What was and is still obvious to me is that we don’t want to be blamed for any problems no matter what they are regarding our patients. After all aren’t we supposed to be the miracle workers? Those who heal and do no harm?
Patient problems continue to bug me and so does our role regarding their problems. In the article I asked the question, “Did we?”
Educate the patient well enough regarding the ability for them to understand the use of the surgical tool before surgery as well as after?
Stress the necessity of clinical monitoring and follow-up?
Reinforce the fact that vitamins and minerals are a life-long requirement?
Make it clear and reinforce to the patient the necessity of attending support group meetings?
See that support group meetings are well run, educational, and would be supportive?
Make sure that each individual could be involved in therapy, either by a psychologist, therapist, or psychiatrist? Did we forget the psychological component?
Not stress and continually encourage the necessity of exercise?
Ever lead the patient to believe that having a bariatric procedure was all that was necessary for long-term weight loss?
Ever lead the patient to believe that losing weight would make them happy?
Today I could ask a few other questions:
Let the patients know what long term nutritional deficiencies may occur with any weight loss procedure?
Do our best to stay in contact with those patients who seemed to disappear from our radar?
Even after all we know about the psychological issues that could plague our patient population, make sure we are working with qualified mental health professionals who specialize in eating disorders?
Do our best to rule out any physical conditions that may be the cause of health issues the patient may be having?
I know there are a number of other questions we should be asking ourselves but these are at the top of my major list of concerns.
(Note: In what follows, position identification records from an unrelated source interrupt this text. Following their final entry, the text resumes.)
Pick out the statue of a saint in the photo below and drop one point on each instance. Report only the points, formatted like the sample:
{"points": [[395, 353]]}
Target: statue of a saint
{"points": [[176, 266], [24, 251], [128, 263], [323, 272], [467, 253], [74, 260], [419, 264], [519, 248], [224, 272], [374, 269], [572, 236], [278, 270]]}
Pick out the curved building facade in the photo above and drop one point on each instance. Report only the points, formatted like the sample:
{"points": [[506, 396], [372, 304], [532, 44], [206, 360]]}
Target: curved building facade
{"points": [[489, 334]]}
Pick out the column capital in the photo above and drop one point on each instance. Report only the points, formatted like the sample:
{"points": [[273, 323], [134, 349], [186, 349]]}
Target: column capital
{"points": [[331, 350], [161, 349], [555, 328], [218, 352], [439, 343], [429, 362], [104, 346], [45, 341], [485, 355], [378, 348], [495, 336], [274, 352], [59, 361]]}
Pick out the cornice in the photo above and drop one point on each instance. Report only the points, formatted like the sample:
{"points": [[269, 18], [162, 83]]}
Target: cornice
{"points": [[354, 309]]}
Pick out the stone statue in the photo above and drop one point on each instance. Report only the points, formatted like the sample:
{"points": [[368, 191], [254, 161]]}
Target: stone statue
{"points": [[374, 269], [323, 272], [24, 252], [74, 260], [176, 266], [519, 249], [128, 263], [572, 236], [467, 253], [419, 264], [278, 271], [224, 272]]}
Even though we try and do the best we can for our patients I believe we should always wonder if it is enough. We know all of the great things weight loss can do to help diminish the devastating effects of the disease but we must always be aware of the fact that even though obesity can cause serious health issues so to can obesity surgery.
When I set down and talk to new patients I often wonder if they are even hearing what I am telling them. In most cases the individual is desperate to have surgery and would agree with whatever I tell them. Many times I have heard, “I will take supplements faithfully in replacement of the pills I have to take now.” I would like to believe they will remember telling me that. I know we cannot always expect our patients to be perfect but I believe we can say that about ourselves as well. When I was at a recent ASMBS conference I witnessed a number of overweight surgeons, nurses, and other staff members. Are we not to lead by example?
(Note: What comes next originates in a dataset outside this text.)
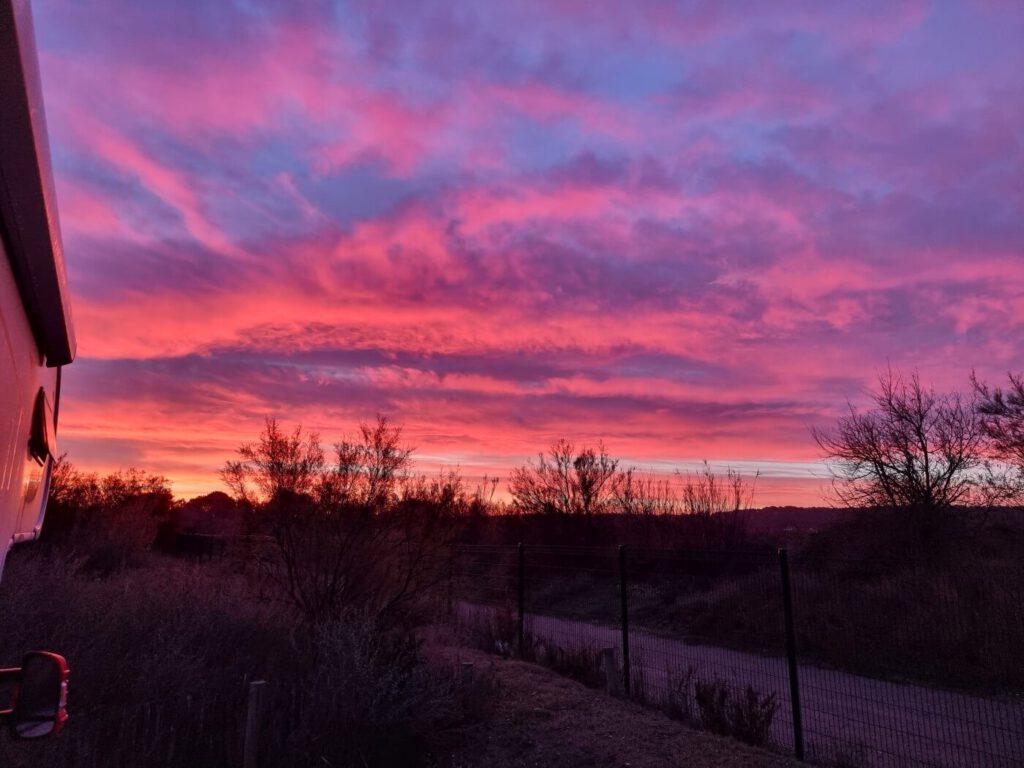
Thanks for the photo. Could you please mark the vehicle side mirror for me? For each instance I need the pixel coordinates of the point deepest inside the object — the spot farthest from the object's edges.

“Maybe the most any of us can expect of ourselves isn’t perfection but progress.” (Michelle Buford, O Magazine 2003) This is a quote that I still recite to our patients even to this day. I let them know we don’t expect them to be perfect but do expect to see them show progress when it is pertinent to their health and welfare. For those of us who work in this field of bariatric surgery we could very well say the same thing applies to us. We can not expect to be perfect but through our constant pursuit of knowledge regarding the disease of obesity we can surely make a lot of progress to improve the outcomes and health of those in our care.
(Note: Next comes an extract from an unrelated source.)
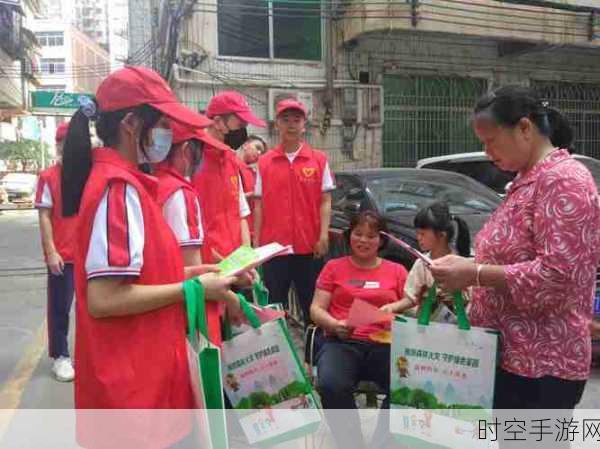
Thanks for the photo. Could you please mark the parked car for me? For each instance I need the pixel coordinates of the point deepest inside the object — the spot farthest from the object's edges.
(397, 194)
(19, 186)
(479, 167)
In the future I would like to see more information regarding the long term nutrient deficiencies our patients may encounter and how we might enhance our patient’s education that would help them understand how they can be prevented. I would like to see the percentage of follow-up for all patients much higher then what it is currently. If patients are lost to follow-up it is obvious we may never know the magnitude of long-term deficiencies.
So when there are patient problems we need to ask ourselves, ‘Did we do the best we could do?” We need to be nonjudgmental and stay focused on ruling out what likely could be legitimate problems whether psychological or physiological. We will never be perfect but hopefully our continuing education and caring will show that we are making progress.